Imperial has established an operating base for the students and their academic supervisors at its Technopark office near Stellenbosch, providing infrastructure and support to help create an enabling environment for students.

“Imperial’s collaboration initiative with Stellenbosch University is focused on investing in the future of Africa,” says Cobus Rossouw, Executive Vice President: Digital & IT at Imperial. “The spirit of the bursary initiative is one of collaboration, focusing on the exchange of ideas and knowledge between the University, the students and Imperial.”

Although Imperial focuses on a wide range of sectors, including healthcare, consumer, automotive, chemical, and industrial and commodities, this collaboration’s immediate focus is on healthcare supply chains and the carbon footprint of fresh food supply chains. Imperial recently identified possible research topics in collaboration with the Department of Industrial Engineering and the Department of Logistics (in the Faculty of Economic and Management Sciences). One of these is scaling and digitising the Unjani Clinic network, one of Imperial’s CSI beneficiaries. These black women owned and operated primary healthcare clinics provide accessible, affordable and quality healthcare to communities in low-income areas.

Grobbelaar explains: “We have to grapple with the research question: ‘How do we ensure that we develop relevant capacity and infrastructure to respond to the pandemic, but also ensure that health system improvements are sustainable, relevant and useful post-COVID-19?’. From a climate change and carbon footprint perspective, the main question is: ‘How do we plan for the impact of climate change, and do our bit to reduce our contribution to the overall impact?’. The aim here is to collectively develop relevant capacity and infrastructure to convert mobility energy needs into specific solutions for cold chain transport.”

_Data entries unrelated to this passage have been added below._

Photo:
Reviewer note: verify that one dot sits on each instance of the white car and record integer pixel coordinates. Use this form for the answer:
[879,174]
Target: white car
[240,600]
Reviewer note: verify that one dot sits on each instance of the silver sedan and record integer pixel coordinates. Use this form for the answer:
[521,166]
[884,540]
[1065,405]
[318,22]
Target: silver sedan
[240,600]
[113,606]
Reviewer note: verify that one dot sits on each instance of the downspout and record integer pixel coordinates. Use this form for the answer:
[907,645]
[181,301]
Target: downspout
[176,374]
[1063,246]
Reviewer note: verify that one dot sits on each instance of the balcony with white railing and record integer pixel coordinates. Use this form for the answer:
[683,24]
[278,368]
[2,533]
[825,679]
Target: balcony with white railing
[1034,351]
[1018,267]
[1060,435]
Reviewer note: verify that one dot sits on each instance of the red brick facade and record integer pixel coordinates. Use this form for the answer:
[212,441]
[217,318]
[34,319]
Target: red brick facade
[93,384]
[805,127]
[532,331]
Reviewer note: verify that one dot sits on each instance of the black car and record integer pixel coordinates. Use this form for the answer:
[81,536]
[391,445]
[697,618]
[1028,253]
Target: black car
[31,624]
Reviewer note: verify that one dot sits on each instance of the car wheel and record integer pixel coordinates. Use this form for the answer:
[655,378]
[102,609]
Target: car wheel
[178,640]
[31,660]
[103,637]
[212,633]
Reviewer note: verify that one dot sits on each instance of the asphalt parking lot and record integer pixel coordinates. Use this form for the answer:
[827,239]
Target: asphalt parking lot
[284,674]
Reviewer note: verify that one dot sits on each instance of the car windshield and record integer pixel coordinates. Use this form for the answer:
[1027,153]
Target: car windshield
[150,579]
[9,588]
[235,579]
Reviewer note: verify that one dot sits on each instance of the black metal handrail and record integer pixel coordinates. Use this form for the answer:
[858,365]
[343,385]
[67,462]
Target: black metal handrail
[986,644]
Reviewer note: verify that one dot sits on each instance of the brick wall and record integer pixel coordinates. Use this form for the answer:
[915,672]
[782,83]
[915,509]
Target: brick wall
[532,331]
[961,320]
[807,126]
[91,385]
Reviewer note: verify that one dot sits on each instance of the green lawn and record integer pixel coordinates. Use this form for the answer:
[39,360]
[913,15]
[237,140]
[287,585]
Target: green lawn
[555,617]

This multi-disciplinary research project aims to address and resolve challenges in the logistics and supply chain industry, ensuring cross-pollination between the industry and academia, and inter-field collaboration. “Aside from linking students to our in-country operations, our long-term goal for this collaboration initiative is to identify talent and further cement Imperial’s position as a partner of choice for employees, clients and suppliers,” concludes Rossouw.

Photograph: (from left to right) Billy Ruyobesa, Suzanne Stofberg, Chibuike Mbanefo, Christi Herbst, Pinquan Chen and Johan Slabbert.